In the 1800s, Philadelphia was home to a vibrant African American community that stood at the center of antislavery and civil rights activism, before and after the Civil War. During this workshop, teachers will examine Underground Railroad sources at the Historical Society and then move to view “The Genius of Freedom” exhibit at the Library Company of Philadelphia next door, discussing how to integrate primary sources into the classroom. Lunch with keynote speaker, Judith Giesberg, is included. Free teacher materials tied to the PA Core will be provided as well as a new poster “Deep Roots, Continuing Legacy: Philadelphia in the Struggle for Civil Rights” produced by History Making Productions and discounts on "The Genius of Freedom" T-shirts from the Library Company of Philadelphia.
Teachers are encouraged to also attend the Created Equal film series programs as part of African American History Month programming. Act 48 credit is available through the Historical Society for all of these programs.
Dr. Judith Giesberg is Professor and Director of Graduate Studies in the Department of History at Villanova University.

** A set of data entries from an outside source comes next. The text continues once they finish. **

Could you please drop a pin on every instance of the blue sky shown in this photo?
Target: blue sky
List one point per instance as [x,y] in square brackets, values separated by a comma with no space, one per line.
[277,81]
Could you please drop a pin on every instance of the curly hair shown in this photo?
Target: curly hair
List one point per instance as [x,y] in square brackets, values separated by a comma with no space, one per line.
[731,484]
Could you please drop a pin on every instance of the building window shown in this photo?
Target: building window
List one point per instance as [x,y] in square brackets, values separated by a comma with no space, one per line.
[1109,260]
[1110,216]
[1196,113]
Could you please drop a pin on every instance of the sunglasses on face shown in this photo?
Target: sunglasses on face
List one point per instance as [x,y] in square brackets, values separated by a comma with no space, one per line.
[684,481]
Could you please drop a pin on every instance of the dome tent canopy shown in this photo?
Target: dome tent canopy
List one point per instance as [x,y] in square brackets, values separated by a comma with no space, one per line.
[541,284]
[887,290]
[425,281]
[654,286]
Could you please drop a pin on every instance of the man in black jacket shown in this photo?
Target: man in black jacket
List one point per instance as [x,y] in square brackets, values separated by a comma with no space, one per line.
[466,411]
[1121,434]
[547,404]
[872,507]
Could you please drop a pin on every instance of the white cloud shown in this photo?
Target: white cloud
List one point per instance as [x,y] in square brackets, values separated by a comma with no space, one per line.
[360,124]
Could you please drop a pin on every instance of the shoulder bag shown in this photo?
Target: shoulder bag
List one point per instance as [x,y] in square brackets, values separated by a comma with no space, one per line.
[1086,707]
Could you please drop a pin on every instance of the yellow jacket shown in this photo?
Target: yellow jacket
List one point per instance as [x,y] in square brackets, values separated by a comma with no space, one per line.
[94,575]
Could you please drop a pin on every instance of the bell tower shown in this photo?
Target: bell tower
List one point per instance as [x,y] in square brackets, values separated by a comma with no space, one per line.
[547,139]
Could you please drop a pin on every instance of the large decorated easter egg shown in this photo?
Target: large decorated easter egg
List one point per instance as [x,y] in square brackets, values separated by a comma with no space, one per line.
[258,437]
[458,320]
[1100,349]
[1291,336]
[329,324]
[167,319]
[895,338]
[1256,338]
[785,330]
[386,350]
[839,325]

Giesberg is the author of four books on the Civil War, Civil War Sisterhood: The United States Sanitary Commission and Women's Politics in Transition (Boston, MA: Northeastern University Press, 2000),“Army at Home:” Women and the Civil War on the Northern Home Front (Chapel Hill, NC: University of North Carolina Press, 2009), Keystone State in Crisis: Pennsylvania in the Civil War (Pennsylvania Historical Association, 2013), and Emilie Davis's Civil War: The Diaries of a Free Black Woman in Philadelphia, 1863-1865 (State College, PA: Pennsylvania State University Press, 2014.)